Raskin Remembers "Computers by the Millions"

Source: Jef Raskin e-mail (containing memo from Jef Raskin to Tom Whitney, 3 April 1980), undated.
Location: Jef Raskin Papers, Stanford University Library Department of Special Collections.

Computers by the Millions, An Apple Document from 1979

In late 1979, while getting the Macintosh project started, I wrote an article about the implications of manufacturing and using millions of computers, looking ahead at what an order of magnitude or two in sales would do to the industry. At Apple Chairman Mike Markkula's request I did not submit it for publication, and it was made a confidential internal report. It was released in 1982 as "Computers by the Millions," in SIGPC Newsletter, Vol. 5, No. 2.

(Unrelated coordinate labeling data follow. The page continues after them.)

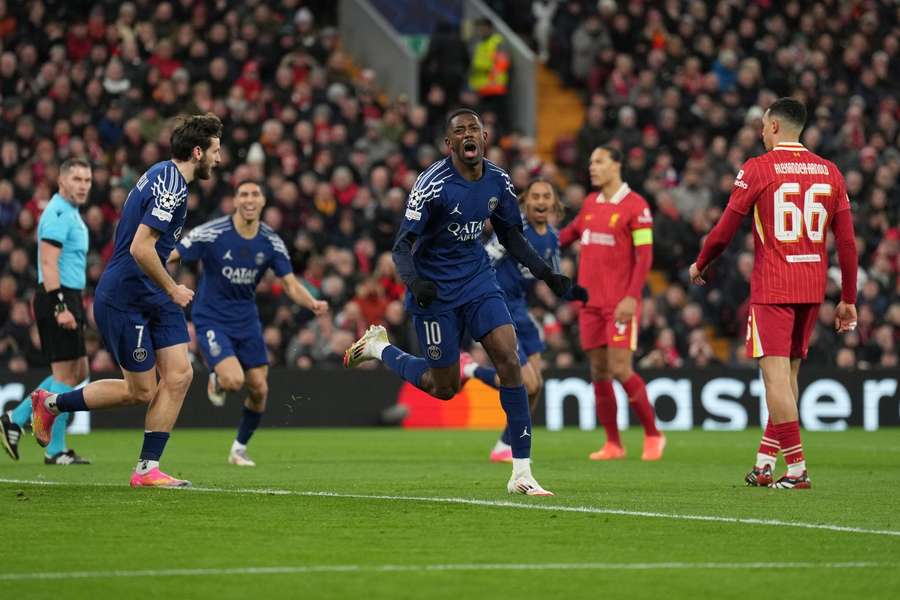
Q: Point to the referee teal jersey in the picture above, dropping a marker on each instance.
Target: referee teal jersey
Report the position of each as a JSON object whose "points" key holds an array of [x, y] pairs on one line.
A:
{"points": [[61, 225]]}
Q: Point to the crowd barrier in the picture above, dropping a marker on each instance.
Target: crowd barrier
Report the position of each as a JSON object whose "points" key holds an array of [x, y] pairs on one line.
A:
{"points": [[711, 399]]}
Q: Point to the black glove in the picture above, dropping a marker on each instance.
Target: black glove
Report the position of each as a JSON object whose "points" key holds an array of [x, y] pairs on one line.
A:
{"points": [[578, 293], [559, 283], [424, 291]]}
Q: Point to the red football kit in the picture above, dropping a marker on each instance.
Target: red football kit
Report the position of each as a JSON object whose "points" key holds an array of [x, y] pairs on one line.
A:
{"points": [[794, 196], [616, 236]]}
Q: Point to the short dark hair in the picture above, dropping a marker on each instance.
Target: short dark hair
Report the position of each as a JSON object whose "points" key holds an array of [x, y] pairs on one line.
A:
{"points": [[461, 111], [193, 131], [615, 154], [557, 203], [249, 181], [790, 110], [71, 163]]}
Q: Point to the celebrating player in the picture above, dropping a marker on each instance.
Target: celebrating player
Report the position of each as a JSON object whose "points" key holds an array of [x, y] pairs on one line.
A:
{"points": [[794, 195], [138, 306], [235, 252], [615, 229], [538, 200], [451, 286], [58, 308]]}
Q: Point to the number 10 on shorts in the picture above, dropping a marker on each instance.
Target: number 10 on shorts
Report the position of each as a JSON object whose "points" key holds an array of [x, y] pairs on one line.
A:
{"points": [[433, 339]]}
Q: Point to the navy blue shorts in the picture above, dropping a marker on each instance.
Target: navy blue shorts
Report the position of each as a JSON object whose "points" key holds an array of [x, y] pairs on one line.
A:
{"points": [[133, 337], [440, 334], [527, 332], [217, 342]]}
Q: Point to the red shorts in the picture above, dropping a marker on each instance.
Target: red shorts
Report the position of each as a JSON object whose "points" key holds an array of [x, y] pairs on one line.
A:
{"points": [[599, 328], [780, 329]]}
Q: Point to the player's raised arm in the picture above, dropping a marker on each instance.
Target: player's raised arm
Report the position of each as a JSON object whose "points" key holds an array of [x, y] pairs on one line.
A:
{"points": [[143, 249], [845, 241], [415, 219], [298, 293], [571, 232], [747, 188], [507, 222]]}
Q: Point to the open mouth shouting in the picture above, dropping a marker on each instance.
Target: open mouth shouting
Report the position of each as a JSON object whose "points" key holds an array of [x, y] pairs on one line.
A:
{"points": [[470, 150]]}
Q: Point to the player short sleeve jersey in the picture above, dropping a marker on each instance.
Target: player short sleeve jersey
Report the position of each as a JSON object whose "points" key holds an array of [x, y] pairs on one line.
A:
{"points": [[447, 213], [515, 279], [793, 195], [61, 224], [158, 200], [232, 268], [609, 230]]}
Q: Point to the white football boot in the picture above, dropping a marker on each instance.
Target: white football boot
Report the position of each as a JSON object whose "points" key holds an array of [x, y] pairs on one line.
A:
{"points": [[368, 347], [527, 485]]}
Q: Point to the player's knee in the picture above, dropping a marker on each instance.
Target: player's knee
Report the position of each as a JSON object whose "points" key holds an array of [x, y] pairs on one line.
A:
{"points": [[534, 384], [622, 373], [179, 378], [599, 371], [140, 394], [259, 391], [231, 382], [509, 370], [445, 392]]}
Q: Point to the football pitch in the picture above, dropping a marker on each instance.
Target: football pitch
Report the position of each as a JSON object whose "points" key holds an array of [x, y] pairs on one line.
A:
{"points": [[387, 513]]}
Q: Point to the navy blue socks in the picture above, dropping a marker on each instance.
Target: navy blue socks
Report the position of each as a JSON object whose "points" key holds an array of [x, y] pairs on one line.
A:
{"points": [[514, 401], [249, 422]]}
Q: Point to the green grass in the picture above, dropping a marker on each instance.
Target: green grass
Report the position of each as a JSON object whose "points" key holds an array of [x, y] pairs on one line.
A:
{"points": [[95, 522]]}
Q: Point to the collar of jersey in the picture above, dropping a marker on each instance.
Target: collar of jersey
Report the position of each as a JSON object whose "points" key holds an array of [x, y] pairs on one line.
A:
{"points": [[617, 197], [789, 146], [65, 202]]}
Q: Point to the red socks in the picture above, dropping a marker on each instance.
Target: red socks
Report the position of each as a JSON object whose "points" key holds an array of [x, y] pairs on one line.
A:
{"points": [[605, 398], [769, 444], [637, 397], [788, 435]]}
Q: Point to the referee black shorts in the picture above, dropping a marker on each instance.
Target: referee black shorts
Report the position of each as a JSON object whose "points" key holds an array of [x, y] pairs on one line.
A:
{"points": [[60, 344]]}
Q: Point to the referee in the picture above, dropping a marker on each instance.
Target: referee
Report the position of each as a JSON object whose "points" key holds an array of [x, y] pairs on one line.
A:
{"points": [[58, 307]]}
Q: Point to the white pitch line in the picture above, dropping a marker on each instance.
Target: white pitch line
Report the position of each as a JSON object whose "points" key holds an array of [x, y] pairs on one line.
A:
{"points": [[300, 570], [500, 504]]}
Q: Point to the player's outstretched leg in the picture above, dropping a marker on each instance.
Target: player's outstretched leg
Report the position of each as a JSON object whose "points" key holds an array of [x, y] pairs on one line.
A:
{"points": [[500, 344], [10, 434], [779, 377], [605, 399], [766, 458], [375, 345], [468, 368], [214, 392], [251, 414], [654, 440], [56, 452]]}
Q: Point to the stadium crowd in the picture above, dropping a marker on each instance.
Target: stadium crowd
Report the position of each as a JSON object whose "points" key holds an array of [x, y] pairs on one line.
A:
{"points": [[680, 88]]}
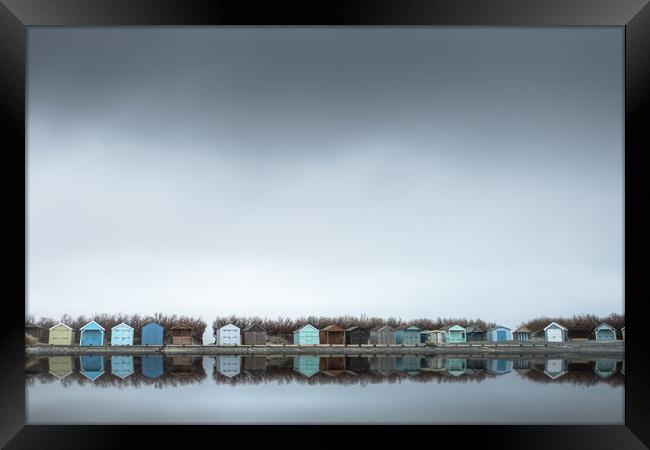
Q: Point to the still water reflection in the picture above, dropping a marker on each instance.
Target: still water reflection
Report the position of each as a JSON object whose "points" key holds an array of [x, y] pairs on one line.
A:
{"points": [[121, 389]]}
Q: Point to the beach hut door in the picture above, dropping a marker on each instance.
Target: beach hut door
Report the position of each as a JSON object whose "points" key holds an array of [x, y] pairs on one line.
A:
{"points": [[554, 334]]}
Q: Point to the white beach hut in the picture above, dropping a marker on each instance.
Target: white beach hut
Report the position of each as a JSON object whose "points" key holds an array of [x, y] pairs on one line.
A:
{"points": [[228, 335]]}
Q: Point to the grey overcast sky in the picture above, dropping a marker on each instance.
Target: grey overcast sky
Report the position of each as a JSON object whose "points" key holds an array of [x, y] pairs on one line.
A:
{"points": [[408, 172]]}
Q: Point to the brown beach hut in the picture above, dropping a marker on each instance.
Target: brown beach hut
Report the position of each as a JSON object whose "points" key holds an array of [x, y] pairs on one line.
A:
{"points": [[357, 336], [579, 332], [332, 334], [254, 334], [382, 335], [33, 330], [181, 334]]}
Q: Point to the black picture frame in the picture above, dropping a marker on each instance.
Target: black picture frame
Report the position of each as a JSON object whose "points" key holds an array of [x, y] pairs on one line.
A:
{"points": [[634, 15]]}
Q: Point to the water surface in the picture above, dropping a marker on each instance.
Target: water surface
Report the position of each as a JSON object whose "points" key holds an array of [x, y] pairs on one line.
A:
{"points": [[117, 389]]}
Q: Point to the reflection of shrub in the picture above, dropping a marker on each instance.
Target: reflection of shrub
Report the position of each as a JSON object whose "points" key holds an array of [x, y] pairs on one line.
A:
{"points": [[30, 340]]}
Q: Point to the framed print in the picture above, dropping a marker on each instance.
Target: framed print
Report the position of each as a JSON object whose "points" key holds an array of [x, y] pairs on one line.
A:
{"points": [[352, 214]]}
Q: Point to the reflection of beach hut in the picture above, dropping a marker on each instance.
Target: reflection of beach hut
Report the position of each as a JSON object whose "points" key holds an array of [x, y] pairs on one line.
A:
{"points": [[306, 335], [61, 334], [555, 368], [229, 365], [33, 330], [579, 332], [522, 364], [152, 366], [332, 365], [61, 366], [408, 335], [436, 364], [152, 334], [254, 365], [180, 365], [522, 334], [382, 335], [181, 334], [605, 333], [121, 365], [605, 368], [306, 365], [357, 364], [92, 366], [554, 332], [122, 334], [332, 334], [454, 334], [499, 334], [357, 336], [456, 366], [499, 366], [409, 364], [228, 335], [254, 334], [384, 365], [474, 334], [92, 334], [476, 365]]}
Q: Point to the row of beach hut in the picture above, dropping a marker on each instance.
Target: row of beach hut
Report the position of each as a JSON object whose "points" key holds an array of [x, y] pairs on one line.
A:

In my files I also found a memo from 1980 that refers to Computers by the Millions (see item 12.) This memo, addressed to the late Tom Whitney, then head of engineering and to whom I reported, also gives a slice-of-life view of a young company.

From: Jef Raskin
To: Tom Whitney
Date: 3 April 80
Re: Bi-weekly report

These past two weeks seem to have been particularly fruitful:

1. The meeting with Noritake electronics took place, as covered in a previous memo. The DM256x26 display, erroneously stated to cost $150 in quantities of one in that memo, will actually cost $242. I apologize for the error. I have started the ordering process for the sample.

2. Three candidates for a programming position have been interviewed.

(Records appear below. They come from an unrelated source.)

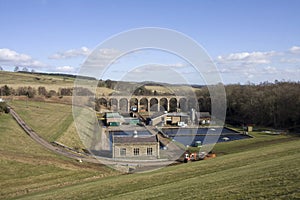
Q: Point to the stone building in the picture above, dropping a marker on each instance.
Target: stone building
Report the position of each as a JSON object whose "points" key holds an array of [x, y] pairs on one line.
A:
{"points": [[135, 147]]}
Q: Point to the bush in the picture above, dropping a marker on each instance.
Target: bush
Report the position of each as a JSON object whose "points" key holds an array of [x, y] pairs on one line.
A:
{"points": [[4, 107]]}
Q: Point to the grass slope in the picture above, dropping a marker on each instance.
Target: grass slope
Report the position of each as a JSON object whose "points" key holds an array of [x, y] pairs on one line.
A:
{"points": [[27, 167], [51, 82], [269, 171], [52, 121]]}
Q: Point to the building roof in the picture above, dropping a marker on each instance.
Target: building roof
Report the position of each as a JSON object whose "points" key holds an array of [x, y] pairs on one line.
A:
{"points": [[203, 114], [112, 115], [131, 139]]}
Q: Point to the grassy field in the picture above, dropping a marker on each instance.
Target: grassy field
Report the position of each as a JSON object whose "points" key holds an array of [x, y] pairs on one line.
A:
{"points": [[26, 167], [269, 171], [52, 121], [16, 80], [263, 167]]}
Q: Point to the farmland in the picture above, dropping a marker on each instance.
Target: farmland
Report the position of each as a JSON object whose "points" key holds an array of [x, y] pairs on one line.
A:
{"points": [[263, 167], [266, 166]]}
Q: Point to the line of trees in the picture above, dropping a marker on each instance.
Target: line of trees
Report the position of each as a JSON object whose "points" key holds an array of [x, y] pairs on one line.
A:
{"points": [[274, 105]]}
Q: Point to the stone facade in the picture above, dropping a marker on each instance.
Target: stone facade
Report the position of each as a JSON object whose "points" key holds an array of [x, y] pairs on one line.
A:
{"points": [[141, 147]]}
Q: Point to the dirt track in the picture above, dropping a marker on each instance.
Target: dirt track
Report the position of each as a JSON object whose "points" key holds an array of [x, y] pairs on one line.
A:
{"points": [[48, 145], [86, 158]]}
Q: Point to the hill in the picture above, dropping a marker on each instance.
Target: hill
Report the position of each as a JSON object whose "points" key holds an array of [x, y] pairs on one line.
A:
{"points": [[27, 167], [266, 166]]}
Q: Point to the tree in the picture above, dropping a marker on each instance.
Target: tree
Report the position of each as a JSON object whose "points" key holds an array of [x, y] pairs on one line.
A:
{"points": [[4, 107], [25, 69], [5, 91], [42, 91], [16, 69]]}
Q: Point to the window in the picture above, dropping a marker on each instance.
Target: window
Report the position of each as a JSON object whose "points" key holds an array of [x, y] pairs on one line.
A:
{"points": [[136, 151], [149, 151], [123, 152]]}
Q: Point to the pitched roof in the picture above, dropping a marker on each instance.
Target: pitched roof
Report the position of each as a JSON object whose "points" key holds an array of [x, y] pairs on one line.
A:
{"points": [[131, 139]]}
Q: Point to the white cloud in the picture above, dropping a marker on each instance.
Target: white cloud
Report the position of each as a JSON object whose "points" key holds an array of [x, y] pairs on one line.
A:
{"points": [[10, 57], [248, 58], [83, 51], [295, 49], [290, 60], [65, 69], [270, 70]]}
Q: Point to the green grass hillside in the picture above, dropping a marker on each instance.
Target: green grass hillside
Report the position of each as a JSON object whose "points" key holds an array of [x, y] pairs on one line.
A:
{"points": [[263, 167], [27, 167], [51, 82], [268, 171], [52, 121]]}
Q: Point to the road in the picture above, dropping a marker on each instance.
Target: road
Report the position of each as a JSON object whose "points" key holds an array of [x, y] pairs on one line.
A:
{"points": [[147, 164], [46, 144]]}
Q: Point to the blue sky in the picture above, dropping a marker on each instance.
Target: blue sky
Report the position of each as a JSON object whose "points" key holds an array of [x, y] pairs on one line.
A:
{"points": [[250, 40]]}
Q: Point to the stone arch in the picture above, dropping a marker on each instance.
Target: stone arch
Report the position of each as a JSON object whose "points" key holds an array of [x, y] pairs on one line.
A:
{"points": [[154, 105], [102, 102], [201, 104], [113, 102], [123, 105], [193, 103], [133, 102], [143, 104], [173, 105], [207, 104], [163, 102], [183, 104]]}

3. Starting with a tutorial session with me last Saturday, Burrell Smith has been coming up to speed in Pascal. He is writing a program to calculate transfer functions in passive circuits of up to 16 nodes. The program solves the simultaneous equations without excessive precision loss by Gaussian elimination. Such a program is needed to solve the 7-pole filter required for Justice's modem design.

In the process Smith has discovered a bug in the ATAN function, which he has duly reported to Haynes. [Burrell Smith did the hardware design of the earliest Macintosh models. He later helped develop Apple s first laser printer and was a founder of Radius.]

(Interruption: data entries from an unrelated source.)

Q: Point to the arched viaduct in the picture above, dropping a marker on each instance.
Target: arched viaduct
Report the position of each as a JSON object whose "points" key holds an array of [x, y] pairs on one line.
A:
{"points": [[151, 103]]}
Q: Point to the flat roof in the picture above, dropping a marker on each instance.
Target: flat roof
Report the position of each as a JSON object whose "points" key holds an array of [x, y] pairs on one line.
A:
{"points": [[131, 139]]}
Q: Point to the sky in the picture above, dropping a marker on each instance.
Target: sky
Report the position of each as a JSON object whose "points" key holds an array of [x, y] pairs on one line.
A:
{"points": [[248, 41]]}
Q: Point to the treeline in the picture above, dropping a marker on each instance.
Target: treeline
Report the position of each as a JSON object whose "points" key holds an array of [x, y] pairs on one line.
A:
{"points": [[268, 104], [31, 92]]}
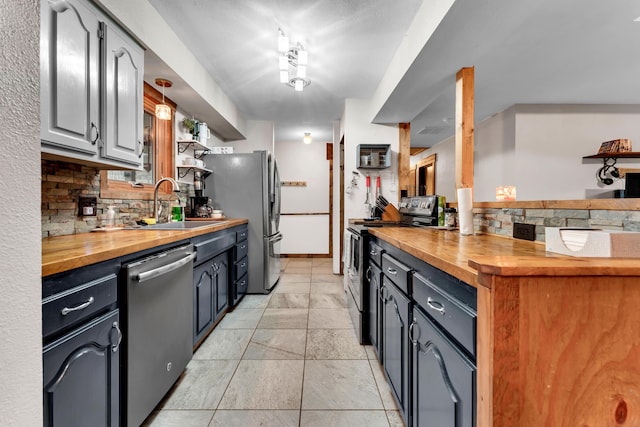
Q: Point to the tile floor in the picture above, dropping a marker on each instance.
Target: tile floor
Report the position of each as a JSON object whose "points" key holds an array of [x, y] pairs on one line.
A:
{"points": [[290, 358]]}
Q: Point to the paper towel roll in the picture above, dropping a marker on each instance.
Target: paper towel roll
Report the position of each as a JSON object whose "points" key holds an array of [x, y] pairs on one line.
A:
{"points": [[465, 211]]}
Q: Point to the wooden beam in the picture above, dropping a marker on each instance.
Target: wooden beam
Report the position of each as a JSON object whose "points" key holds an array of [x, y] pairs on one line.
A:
{"points": [[464, 127], [404, 170]]}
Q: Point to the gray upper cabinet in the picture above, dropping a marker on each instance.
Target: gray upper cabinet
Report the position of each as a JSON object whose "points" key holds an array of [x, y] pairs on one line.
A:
{"points": [[91, 85], [69, 77], [122, 130]]}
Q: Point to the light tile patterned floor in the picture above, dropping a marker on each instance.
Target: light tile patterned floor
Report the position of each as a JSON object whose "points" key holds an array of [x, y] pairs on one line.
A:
{"points": [[290, 358]]}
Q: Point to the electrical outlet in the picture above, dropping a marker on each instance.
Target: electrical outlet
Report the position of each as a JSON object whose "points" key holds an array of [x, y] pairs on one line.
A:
{"points": [[524, 231], [87, 206]]}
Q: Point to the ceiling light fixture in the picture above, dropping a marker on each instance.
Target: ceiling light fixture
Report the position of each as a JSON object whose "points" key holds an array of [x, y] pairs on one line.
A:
{"points": [[163, 111], [292, 63]]}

4. I am pleased to report that Byte magazine has placed my article in the April issue in the lead position. Thus it appears only a few pages after the Apple ad. I also received a pleasant letter from Hal Roach of the CECC, stating that they found my presentation at that conference effective and enjoyable.

5. According to their advertising, AMI will be second-sourcing the 6809E. I have tried to contact them, but my calls have not yet been returned. [The 6809 was the first processor used in the Mac project.]

6. A more unified design for the Macintosh software is well under way. Tom Malloy is quite interested, and has made some very valuable suggestions. Bruce Daniels is arranging for me to present the design to the Lisa Group, and John Couch plans to attend as well. [The Mac and Lisa were parallel projects, and influenced and helped each other on a continual basis.]

7. With regard to the Macintosh disk interface, Smith is investigating the Interdesign MUA undedicated array. His current thinking leans toward a three- chip approach, with Justice's analog read/write chip, followed by an MUA to handle the random logic and some analog functions, driven by a shift- register/PROM state machine.

8. Ron Hochsprung, of the Lisa Group, has considerable 6809 experience, and I will be discussing with Bruce Daniels the possibility of Hochsprung's modifying the TLA assembler (under Pascal) for us. This is not an extensive job, and it will be up to Daniels whether he can spare any time for this-- considering how critical Lisa software is at this point, I will not be disappointed if it does not come about.

9. I have been testing Wozniak's 1:1 interleave, and cannot find any problems with it. This represents a most pleasant improvement in the Apple II Pascal system. [Apple founder Steve Wozniak was improving disk access to Pascal: we used Apple II s as development platforms.]

10. M&R enterprises has loaned me their SUPRTERM board (equivalent to Mauro's board). It interfaces instantly with Pascal, and can successfully replace a SOROC. Aside from its poor hardware design (too many SSI chips, very high power drain, 5V supply boost hack), this kind of board can cut down considerably on engineering equipment expense--and furniture expense as well. I will be testing some other brands as well. I am supplying the results of these tests to publications. [The SOROC was a dumb terminal.]

11. I am reviewing all Pubs document designs, and giving them feedback. This process has been formalized recently, and is working well. In addition I am cooperating closely with Bruce Daniels and have promised to give him comments on any Lisa documents he chooses to show me. In the last two weeks I have worked on Stein's OS, and am looking at Franklin's Query Processor.

12. A lot of feedback has come in on the "Computers by the Millions" draft, with all readers apparently enjoying it, with the exception of Steve Jobs. Many substantive comments were received, which will help guide my thinking about Macintosh. These comments will eventually result in a second draft. Markkula said that it should not be published, in order to not get our competition thinking in these directions, and that I should distribute the revamped version around the company.